Default assumptions & sources
Every default value the calculator starts with, the realistic range you'd see in the field, and the source we used to set it.
| Input | Default | Typical range | Source |
|---|---|---|---|
| R22 glide ratio | 4.0:1 @ 65 KIAS | POH | Robinson R22 POH Section 3 |
| R44 glide ratio | 4.7:1 @ 70 KIAS | POH | Robinson R44 POH Section 3 |
| Bell 206 glide ratio | 4.5:1 @ 69 KIAS | POH | Bell 206 POH Performance Section |
| AS350 glide ratio | 4.2:1 @ 65 KIAS | POH | Airbus AS350 Flight Manual |
| Descent rate range | 1450-1700 fpm | POH | POH autorotation performance |
What's not modeled
The calculator covers the major cost and time line items. These additional factors apply in some cases but aren't included in the estimate:
- Pilot reaction time - approximately 1.5-3 seconds before initiating autorotation entry, costs 35-75 ft of altitude
- Energy trade altitude - the altitude expended to accelerate to autorotation airspeed if you were below it at engine failure
- Rotor RPM management during entry - failing to maintain rotor in green arc reduces glide ratio significantly
- Terrain elevation - the calculator assumes flat ground; mountainous terrain reduces effective glide
- Gross weight and density altitude - both affect actual descent rate and glide ratio
Frequently asked questions
What is the glide ratio of a Robinson R44?
Approximately 4.7:1 at the published best-autorotation airspeed of 70 KIAS, per the Robinson R44 POH Section 3. This means from 1,000 ft AGL the R44 can glide approximately 4,700 ft (0.77 nm) in still air. Wind adjusts this significantly - a 10 kt headwind shortens it; a 10 kt tailwind extends it.
#How accurate is the calculator output?
It is a planning estimate, not an operational guarantee. The output assumes a perfect autorotation entry at the published airspeed with rotor RPM in the green arc and ignores pilot reaction time, energy trade for airspeed acquisition, and terrain. Reduce the calculated distance by 15-30% for realistic operational planning.
#What is the best autorotation airspeed?
It is published in each helicopter POH (often called 'best glide' or 'minimum rate of descent' speed). Common values: R22 65 KIAS, R44 70 KIAS, Bell 206 69 KIAS, AS350 65 KIAS. Best glide and minimum rate of descent are not always the same airspeed - check your POH for which one is published as the recommended autorotation entry.
#How does training requirement 14 CFR 61.109(c)(3) relate to this?
14 CFR 61.109(c)(3) requires a minimum of 3 hours of dual instruction in autorotation procedures for the Private Pilot Certificate (rotorcraft-helicopter). This calculator's output is only useful if you are proficient at executing the autorotation - practice with a CFI-H regularly is the actual safety enhancer, not pre-flight glide-distance math.
#What about turbine vs piston for glide performance?
Pure aerodynamic glide ratio is set by rotor system design, not engine type. However, turbine helicopters typically have higher disk loading and slightly worse autorotation performance than light piston trainers. Bell 206 (turbine) and R44 (piston) have similar published glide ratios despite different powerplants.
#Related guides & tools
This calculator provides estimates only.

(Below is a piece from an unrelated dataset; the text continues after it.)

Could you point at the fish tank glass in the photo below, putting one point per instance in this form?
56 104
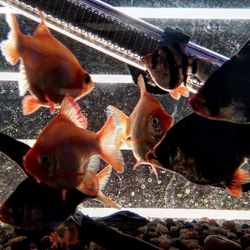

Actual aircraft performance and regulatory compliance vary by specific aircraft serial number, density altitude, gross weight, equipment installations, and operator's FAA-approved General Operations Manual / OpSpec. Always verify with primary sources: the FAA (faa.gov), 14 CFR (eCFR at ecfr.gov), your aircraft Rotorcraft Flight Manual (RFM) or Pilot Operating Handbook (POH), the relevant FAA Advisory Circular, and NTSB safety studies for the operational profile.